Quite a few years ago, my husband was looking for a healthy breakfast he could take with him to work. Yogurt and granola fit the bill except for the amount of fat in most commercial granolas and the fact that he really doesn’t like dried coconut which is ubiquitous in most preparations. As a result, I decided to experiment with a granola that would be low in fat, high in fiber and did not contain coconut. The recipe quickly became a favorite of David’s and of both of our daughters. I now make it in four pound batches just to keep up with their demand. The recipe below makes two pounds, but can be doubled if you have more than one sheet pan.
2 lbs. of thick or extra thick rolled oats (not steel cut)
½ cup of dark brown sugar
¼ cup of chopped pecans (or more or less to taste)
¼ cup of slivered or sliced almonds (more or less to taste)
½ cup of canola oil (or other neutral vegetable oil)
½ cup of honey
a pinch of salt
Dried fruit (cranberries, cherries, apricots, blueberries, and banana chips) OPTIONAL
1. Preheat oven to 275 deg.
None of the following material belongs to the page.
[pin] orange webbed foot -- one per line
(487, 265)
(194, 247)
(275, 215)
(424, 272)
F.
2. In a large bowl, using your hands, mix together the oats, the brown sugar and nuts.
3. Add the oil, honey and the pinch of salt. Switching to a large, sturdy wooden or metal spoon, mix until the oil and honey are thoroughly distributed throughout the mixture and there are no large clumps (a few small ones are fine).
4. Place the granola on a sheet pan or other large oven-safe shallow pan with sides.
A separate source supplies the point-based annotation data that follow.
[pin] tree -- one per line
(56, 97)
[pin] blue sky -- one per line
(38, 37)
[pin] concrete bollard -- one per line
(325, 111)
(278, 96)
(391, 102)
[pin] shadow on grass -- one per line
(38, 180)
5. Cook for 30-50 minutes depending on how toasty you like it (Sarah prefers lighter, Kate likes hers quite dark).
6. Immediately upon removing from the oven, using a spatula or large spoon, transfer the granola to a large bowl or storage container to cool. If you leave it on the pan, it will stick terribly. Stir the granola every 10-15 minutes as it cools so that it stays separate.
7. Once it cools, add dried fruit if you wish.